Lilly would have to submit a whole new application to the European Medicines Agency if it wanted to secure a new indication for three of its duloxetine products for treating moderate to severe chronic somatic pain in patients who do not regularly take NSAIDs.

Back in July, agency's scientific committee, the CHMP, issued a negative opinion which Lilly subsequently appealed against. After re-examining its initial opinion the committee was still concerned, and concluded that the product's risks still outweighed its benefits.

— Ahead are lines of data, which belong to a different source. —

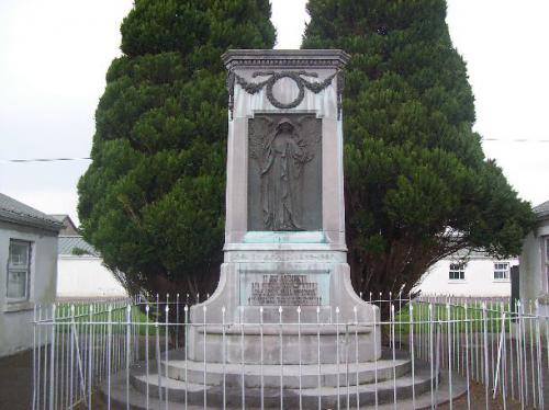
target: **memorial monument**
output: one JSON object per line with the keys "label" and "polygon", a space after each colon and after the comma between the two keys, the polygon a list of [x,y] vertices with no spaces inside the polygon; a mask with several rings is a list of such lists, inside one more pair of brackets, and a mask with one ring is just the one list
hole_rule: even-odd
{"label": "memorial monument", "polygon": [[[348,59],[341,50],[223,55],[225,261],[217,291],[192,307],[191,321],[204,321],[205,307],[206,322],[295,323],[299,306],[304,323],[334,323],[336,316],[379,321],[378,308],[355,294],[346,255],[341,93]],[[253,343],[256,330],[245,327]],[[363,360],[378,358],[372,328],[360,331]],[[191,350],[191,356],[200,353]]]}
{"label": "memorial monument", "polygon": [[191,307],[184,346],[158,356],[159,373],[135,365],[130,399],[124,376],[115,378],[115,400],[144,408],[146,392],[201,408],[325,409],[345,402],[346,387],[352,407],[394,397],[401,408],[432,405],[438,375],[404,353],[382,356],[379,309],[350,283],[341,123],[348,59],[324,49],[223,55],[228,139],[220,283]]}

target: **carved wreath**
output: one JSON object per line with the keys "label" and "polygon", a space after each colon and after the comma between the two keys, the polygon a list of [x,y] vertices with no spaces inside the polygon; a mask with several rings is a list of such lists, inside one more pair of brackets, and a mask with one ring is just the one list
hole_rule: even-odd
{"label": "carved wreath", "polygon": [[[326,87],[328,87],[332,83],[332,80],[334,77],[337,76],[337,72],[333,73],[332,76],[327,77],[324,81],[321,82],[312,82],[303,77],[314,77],[317,78],[318,75],[316,72],[307,72],[307,71],[281,71],[281,72],[276,72],[276,71],[258,71],[254,72],[251,75],[253,78],[257,77],[269,77],[267,80],[260,81],[260,82],[248,82],[240,76],[233,73],[233,78],[228,79],[228,86],[229,88],[234,87],[234,83],[240,86],[247,93],[249,94],[255,94],[259,92],[260,90],[264,89],[264,87],[267,87],[267,99],[269,102],[274,105],[277,109],[294,109],[302,101],[303,98],[305,96],[305,88],[315,94],[320,93],[322,90],[324,90]],[[272,87],[274,83],[282,79],[282,78],[291,78],[295,84],[298,86],[298,96],[284,104],[280,101],[278,101],[274,95],[272,94]],[[232,90],[229,90],[232,92]]]}

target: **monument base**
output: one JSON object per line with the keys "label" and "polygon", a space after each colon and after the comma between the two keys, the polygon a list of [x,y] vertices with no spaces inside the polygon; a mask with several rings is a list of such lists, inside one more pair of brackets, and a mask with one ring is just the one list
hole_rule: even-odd
{"label": "monument base", "polygon": [[361,363],[381,356],[379,308],[352,289],[346,250],[311,236],[226,247],[217,289],[191,307],[190,360],[290,364],[301,352],[301,363],[328,364],[344,360],[344,341]]}

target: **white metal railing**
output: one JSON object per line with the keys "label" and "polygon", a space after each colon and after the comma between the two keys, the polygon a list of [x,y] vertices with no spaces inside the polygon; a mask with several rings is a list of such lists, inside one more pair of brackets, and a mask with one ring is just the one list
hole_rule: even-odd
{"label": "white metal railing", "polygon": [[[345,322],[340,320],[338,307],[329,308],[334,314],[328,322],[323,322],[318,314],[316,321],[302,321],[301,308],[294,307],[279,307],[280,320],[269,322],[264,320],[264,308],[257,307],[260,318],[257,322],[231,321],[223,308],[220,316],[223,319],[219,323],[205,320],[191,323],[190,306],[200,297],[180,298],[179,295],[163,299],[157,296],[150,301],[134,298],[36,306],[33,409],[71,409],[76,405],[94,409],[98,403],[107,409],[114,408],[115,403],[117,408],[127,409],[131,406],[168,409],[187,408],[191,402],[200,408],[244,409],[247,403],[253,406],[255,401],[251,400],[257,401],[258,408],[270,408],[274,400],[276,407],[281,409],[306,409],[312,406],[311,391],[314,389],[318,391],[314,398],[317,402],[314,407],[318,409],[323,408],[323,389],[334,391],[337,408],[378,408],[382,405],[395,409],[406,406],[436,408],[439,402],[447,401],[450,409],[458,405],[467,409],[493,406],[506,409],[512,402],[520,403],[522,408],[544,409],[544,388],[549,371],[549,318],[540,314],[537,303],[517,301],[511,310],[505,298],[429,296],[411,300],[381,296],[365,297],[385,312],[386,318],[380,322],[359,322],[356,315],[355,320]],[[284,309],[295,309],[298,320],[284,322]],[[203,363],[189,367],[191,327],[221,329],[216,346],[223,356],[221,371],[206,362],[208,349],[212,349],[205,342],[206,331],[200,346]],[[322,356],[326,353],[321,351],[325,327],[336,329],[333,340],[336,363],[329,368],[334,369],[337,379],[329,386],[324,384],[328,367]],[[371,363],[368,368],[372,379],[365,383],[360,379],[366,376],[359,374],[362,372],[357,330],[360,327],[371,327],[373,338],[381,340],[383,349],[383,362],[379,366],[378,362]],[[246,363],[244,353],[242,363],[228,363],[229,330],[242,332],[244,352],[244,333],[251,328],[259,329],[261,335],[261,356],[257,365]],[[280,343],[277,365],[264,362],[264,334],[273,331],[279,333],[272,340]],[[291,352],[283,346],[292,331],[300,338],[299,362],[287,364],[282,357]],[[317,352],[314,352],[316,363],[302,361],[301,340],[305,332],[318,340]],[[180,369],[184,381],[169,374],[168,363],[177,354],[186,366]],[[397,374],[399,363],[406,363],[406,375],[412,380],[405,394],[399,387],[397,379],[402,376]],[[391,372],[386,373],[382,364]],[[266,394],[265,385],[265,380],[272,377],[269,372],[272,373],[273,366],[279,372],[280,388],[274,398],[272,391]],[[292,368],[298,373],[292,373]],[[136,369],[141,372],[139,377],[133,376]],[[240,380],[238,391],[227,384],[226,375],[235,372]],[[189,381],[191,373],[200,374],[201,379],[195,377]],[[215,397],[209,389],[212,375],[222,377]],[[173,386],[170,377],[184,388],[170,387]],[[251,377],[259,380],[255,387],[248,386]],[[290,396],[288,389],[294,395]],[[238,396],[239,401],[235,403]]]}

Asked what it would do next, Lilly commented that different treatment options were important for patients with chronic low back pain and chronic osteoarthritic pain because responses to medications can be highly individualised. "Although Lilly is disappointed by the CHMP's decision, the company remains confident in the clinical profile of duloxetine. It is not possible to appeal a second negative opinion," said a spokesperson.

An EMA spokesperson said that the company would have to resubmit a new application addressing the issues cited.

The agency claims that the studies presented in Lilly's submission had not proven that duloxetine would provide a benefit relevant to the applied for indication. There was also little evidence that the effect of the drug would be maintained over time, which is important for treating long term conditions. It also wanted more evidence on the effects of the duloxetine in elderly patients and in the product's safety in the intended patients.

Lilly's evidence was based on five main studies in 839 patients with chronic somatic pain. Two studies were conducted in patients with knee pain caused by osteoarthritis and three in patients with chronic low back pain.

The three drugs are licensed to treat pain caused by diabetic peripheral neuropathy. Cymbalta and Xeristar are also used for treating major depression and generalised anxiety disorder. The negative opinion does not affect any of these indications. Lilly declined to comment on how important the new indication was for the firm.

The studies in chronic pain associated with osteoarthritis and chronic low back pain submitted to the agency have led to approvals in 16 countries or territories, said the firm. These include chronic musculoskeletal pain in the US, Argentina, Costa Rica, El Salvador, Ecuador, Guatemala, Honduras, Lebanon, Panama, Pakistan, Peru and Puerto Rico; chronic pain associated with chronic low back pain and osteoarthritis in Brazil, Mexico and Thailand, and chronic low back pain in Canada.

Companies have 15 days to appeal against a CHMP opinion. If a re-examination procedure is granted, two new rapporteurs are appointed and have 60 days to reach a conclusion.